Based on a synthesis of literature to-date, this paper provides a flexible indicator set deployable as a toolkit across many countries for detecting collusive bidding in public procurement. While no one-size-fits-all approach exists in detecting collusion, robust elementary indicators and analytical tools for adapting them to local contexts can be developed. The paper delivers a conceptual definition and theoretical discussion for each indicator as well as a complex empirical assessment using data on over 75,000 contract awards in Hungary between 2005 and 2012. Indicators are identified, selected, and tested based on relevant academic literature, current best practice policy among competition authorities, court material, and interview evidence from experts and key stakeholders.

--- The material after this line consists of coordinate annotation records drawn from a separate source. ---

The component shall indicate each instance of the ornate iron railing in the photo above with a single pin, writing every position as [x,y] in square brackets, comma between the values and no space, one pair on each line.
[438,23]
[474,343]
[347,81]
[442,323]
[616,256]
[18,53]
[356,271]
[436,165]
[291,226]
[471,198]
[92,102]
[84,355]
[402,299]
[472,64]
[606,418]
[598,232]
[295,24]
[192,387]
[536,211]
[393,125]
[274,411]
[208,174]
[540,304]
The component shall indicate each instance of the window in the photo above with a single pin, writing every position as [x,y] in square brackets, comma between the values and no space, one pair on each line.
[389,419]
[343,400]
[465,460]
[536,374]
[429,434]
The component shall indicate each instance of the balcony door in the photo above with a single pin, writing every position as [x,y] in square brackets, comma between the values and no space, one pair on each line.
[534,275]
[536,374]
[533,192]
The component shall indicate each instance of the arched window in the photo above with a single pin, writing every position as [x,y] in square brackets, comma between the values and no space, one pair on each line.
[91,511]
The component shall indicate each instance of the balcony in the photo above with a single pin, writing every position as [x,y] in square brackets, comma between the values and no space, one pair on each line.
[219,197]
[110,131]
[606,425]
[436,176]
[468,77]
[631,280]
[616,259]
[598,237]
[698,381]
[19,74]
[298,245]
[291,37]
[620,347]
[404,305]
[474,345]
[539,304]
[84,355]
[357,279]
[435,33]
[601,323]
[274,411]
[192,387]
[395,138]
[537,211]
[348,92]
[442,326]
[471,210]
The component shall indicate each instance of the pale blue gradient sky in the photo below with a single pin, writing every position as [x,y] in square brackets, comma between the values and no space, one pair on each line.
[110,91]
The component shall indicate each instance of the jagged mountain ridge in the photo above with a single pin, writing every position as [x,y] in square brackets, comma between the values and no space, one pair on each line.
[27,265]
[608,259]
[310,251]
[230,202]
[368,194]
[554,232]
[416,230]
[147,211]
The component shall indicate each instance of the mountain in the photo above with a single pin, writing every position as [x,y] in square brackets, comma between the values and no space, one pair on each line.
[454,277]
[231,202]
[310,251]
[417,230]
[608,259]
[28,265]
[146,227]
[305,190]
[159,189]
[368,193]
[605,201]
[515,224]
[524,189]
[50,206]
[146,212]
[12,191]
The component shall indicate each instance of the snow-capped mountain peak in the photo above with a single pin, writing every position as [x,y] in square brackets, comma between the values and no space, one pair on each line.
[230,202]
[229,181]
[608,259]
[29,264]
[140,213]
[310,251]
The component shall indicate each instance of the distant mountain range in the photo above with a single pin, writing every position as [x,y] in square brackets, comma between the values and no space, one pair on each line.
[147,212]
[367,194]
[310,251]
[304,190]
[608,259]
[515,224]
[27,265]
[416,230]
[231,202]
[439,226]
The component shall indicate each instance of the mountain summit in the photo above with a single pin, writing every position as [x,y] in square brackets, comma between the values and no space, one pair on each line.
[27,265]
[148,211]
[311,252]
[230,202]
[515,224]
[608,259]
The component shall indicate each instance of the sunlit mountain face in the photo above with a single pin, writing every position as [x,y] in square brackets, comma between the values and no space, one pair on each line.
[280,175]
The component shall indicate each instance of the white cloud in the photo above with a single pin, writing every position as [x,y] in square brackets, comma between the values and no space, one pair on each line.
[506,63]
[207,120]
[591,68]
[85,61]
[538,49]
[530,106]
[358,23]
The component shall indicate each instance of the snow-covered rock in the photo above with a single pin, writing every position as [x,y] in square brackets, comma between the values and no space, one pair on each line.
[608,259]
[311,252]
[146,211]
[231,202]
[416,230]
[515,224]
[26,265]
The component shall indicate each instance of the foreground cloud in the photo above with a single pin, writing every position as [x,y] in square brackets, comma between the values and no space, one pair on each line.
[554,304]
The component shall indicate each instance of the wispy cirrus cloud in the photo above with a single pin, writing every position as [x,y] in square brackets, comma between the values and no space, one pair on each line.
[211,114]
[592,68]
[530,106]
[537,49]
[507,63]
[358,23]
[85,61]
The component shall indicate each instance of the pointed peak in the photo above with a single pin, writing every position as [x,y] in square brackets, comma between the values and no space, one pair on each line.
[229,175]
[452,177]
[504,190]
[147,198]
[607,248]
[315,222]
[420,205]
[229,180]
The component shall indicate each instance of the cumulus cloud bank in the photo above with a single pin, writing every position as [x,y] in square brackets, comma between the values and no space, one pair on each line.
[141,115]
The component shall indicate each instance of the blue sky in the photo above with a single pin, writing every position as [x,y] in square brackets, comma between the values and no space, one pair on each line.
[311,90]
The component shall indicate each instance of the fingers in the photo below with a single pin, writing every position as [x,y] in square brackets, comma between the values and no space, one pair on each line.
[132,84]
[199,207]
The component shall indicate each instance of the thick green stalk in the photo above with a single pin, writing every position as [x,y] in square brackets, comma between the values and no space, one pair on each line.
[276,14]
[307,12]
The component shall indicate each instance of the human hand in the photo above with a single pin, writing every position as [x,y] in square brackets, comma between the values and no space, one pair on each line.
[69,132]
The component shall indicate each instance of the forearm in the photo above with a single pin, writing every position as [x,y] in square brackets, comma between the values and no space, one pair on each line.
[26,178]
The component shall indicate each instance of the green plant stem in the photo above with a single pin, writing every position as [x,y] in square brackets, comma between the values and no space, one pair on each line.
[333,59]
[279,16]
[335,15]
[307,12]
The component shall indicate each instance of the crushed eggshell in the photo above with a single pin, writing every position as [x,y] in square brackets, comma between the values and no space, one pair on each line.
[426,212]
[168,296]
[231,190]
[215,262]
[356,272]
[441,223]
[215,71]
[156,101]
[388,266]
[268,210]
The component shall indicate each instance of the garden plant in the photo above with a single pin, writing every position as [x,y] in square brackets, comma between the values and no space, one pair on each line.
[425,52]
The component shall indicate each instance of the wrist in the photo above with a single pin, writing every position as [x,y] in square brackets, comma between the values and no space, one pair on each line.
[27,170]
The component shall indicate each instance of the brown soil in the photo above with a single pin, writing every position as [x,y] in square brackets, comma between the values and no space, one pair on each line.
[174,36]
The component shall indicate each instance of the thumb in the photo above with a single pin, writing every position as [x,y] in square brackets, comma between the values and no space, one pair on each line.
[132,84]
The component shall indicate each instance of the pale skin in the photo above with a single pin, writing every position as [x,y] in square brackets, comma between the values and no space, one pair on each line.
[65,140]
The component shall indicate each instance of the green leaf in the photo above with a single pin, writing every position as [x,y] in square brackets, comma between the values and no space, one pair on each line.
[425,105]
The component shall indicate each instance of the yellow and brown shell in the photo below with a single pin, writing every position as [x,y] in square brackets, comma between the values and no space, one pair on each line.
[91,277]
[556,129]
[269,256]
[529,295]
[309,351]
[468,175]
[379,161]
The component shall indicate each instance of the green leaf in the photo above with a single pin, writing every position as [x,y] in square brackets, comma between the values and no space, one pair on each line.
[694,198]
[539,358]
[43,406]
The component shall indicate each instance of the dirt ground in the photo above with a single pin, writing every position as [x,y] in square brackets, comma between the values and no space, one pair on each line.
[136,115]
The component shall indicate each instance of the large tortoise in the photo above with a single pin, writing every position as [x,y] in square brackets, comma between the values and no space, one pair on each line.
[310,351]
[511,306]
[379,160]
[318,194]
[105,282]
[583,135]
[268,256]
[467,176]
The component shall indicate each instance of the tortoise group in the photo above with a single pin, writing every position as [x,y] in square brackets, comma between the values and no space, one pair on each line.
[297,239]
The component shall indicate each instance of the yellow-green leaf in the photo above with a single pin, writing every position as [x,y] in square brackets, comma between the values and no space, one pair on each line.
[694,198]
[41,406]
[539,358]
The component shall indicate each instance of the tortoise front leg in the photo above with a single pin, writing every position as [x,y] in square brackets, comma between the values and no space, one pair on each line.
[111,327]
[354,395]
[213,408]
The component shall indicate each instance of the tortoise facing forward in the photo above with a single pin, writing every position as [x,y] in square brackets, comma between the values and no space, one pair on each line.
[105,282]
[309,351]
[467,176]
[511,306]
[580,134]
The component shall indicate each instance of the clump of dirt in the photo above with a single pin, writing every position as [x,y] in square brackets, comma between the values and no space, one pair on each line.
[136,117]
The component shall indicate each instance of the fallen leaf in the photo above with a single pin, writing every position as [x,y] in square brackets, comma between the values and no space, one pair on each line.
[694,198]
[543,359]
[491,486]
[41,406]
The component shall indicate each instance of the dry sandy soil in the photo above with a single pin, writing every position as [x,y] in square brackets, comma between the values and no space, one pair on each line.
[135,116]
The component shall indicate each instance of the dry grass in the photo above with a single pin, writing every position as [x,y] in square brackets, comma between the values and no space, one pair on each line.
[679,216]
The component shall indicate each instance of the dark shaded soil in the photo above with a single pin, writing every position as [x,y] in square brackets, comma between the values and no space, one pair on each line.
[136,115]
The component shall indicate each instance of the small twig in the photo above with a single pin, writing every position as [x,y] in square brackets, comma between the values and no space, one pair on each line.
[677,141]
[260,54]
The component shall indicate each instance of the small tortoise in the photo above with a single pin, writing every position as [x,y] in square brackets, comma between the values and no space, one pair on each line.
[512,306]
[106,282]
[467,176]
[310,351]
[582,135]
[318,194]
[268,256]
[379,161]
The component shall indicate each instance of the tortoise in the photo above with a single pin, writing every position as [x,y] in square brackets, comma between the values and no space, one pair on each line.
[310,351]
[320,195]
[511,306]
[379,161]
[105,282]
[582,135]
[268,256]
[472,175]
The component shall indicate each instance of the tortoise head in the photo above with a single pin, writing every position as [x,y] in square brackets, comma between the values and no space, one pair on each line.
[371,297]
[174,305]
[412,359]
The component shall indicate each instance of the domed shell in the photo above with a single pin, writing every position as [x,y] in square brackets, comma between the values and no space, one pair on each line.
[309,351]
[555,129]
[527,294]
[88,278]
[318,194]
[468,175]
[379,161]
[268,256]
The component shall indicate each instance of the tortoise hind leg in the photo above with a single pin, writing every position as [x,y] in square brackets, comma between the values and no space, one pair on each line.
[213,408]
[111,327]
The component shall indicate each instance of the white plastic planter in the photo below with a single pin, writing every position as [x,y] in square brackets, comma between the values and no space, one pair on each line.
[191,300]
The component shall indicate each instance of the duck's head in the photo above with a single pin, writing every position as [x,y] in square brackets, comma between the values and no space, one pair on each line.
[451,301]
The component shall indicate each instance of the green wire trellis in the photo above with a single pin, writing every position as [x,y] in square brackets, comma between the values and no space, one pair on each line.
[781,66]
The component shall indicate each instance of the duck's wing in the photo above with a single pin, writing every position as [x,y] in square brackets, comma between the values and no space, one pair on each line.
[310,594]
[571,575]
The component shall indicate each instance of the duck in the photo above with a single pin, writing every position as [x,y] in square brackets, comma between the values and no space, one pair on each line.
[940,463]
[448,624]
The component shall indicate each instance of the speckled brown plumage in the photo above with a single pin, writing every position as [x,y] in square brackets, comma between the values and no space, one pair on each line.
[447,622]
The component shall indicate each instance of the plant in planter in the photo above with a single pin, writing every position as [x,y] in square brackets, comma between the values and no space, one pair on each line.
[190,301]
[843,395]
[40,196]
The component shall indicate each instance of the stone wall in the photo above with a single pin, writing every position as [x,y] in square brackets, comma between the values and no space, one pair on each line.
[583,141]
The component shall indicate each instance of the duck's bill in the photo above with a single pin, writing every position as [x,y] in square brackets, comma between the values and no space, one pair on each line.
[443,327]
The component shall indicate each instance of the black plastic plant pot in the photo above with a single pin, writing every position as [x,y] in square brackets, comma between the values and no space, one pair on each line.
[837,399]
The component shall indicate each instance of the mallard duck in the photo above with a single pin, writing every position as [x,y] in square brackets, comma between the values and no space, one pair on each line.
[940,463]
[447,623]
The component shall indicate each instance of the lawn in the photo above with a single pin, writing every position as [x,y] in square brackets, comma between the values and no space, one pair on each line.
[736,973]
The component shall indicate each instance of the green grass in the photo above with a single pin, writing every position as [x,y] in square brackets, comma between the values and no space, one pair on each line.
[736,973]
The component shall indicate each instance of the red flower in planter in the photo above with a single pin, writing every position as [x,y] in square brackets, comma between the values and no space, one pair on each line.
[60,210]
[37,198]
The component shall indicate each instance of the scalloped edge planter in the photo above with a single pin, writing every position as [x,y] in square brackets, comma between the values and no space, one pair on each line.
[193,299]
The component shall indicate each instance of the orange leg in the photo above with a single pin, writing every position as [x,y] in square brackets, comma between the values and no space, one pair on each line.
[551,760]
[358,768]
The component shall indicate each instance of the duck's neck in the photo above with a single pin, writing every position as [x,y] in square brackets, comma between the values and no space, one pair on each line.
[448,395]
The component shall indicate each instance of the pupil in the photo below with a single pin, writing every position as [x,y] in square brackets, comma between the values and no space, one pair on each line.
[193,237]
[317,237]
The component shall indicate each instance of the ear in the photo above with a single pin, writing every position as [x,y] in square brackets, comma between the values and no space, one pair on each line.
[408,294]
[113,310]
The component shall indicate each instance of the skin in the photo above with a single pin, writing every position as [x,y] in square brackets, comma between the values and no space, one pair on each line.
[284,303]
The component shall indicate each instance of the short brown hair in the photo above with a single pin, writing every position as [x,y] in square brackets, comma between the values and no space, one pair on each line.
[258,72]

Indicators include the relative price of goods and services, skew in the distribution of offer prices, repetition in the pattern of winning companies (i.e. cyclical winning), and co-bidding network constellations suggesting the recurrent submission of losing bids. The proposed toolkit embeds this wide set of collusion risk indicators in a framework which explores theoretically founded co-variation between them and generates benchmarks of ‘normal’ market behaviour using geographical and temporal variation.
The proposed approach differs from previous attempts at generating indicators of collusion in public procurement markets in that it develops a broad ex ante risk-based monitoring framework which is adaptable to a wide range of markets and countries. While it is only an initial synthesis of evidence to date, it serves as a suitable starting point for developing context-specific robust signalling systems.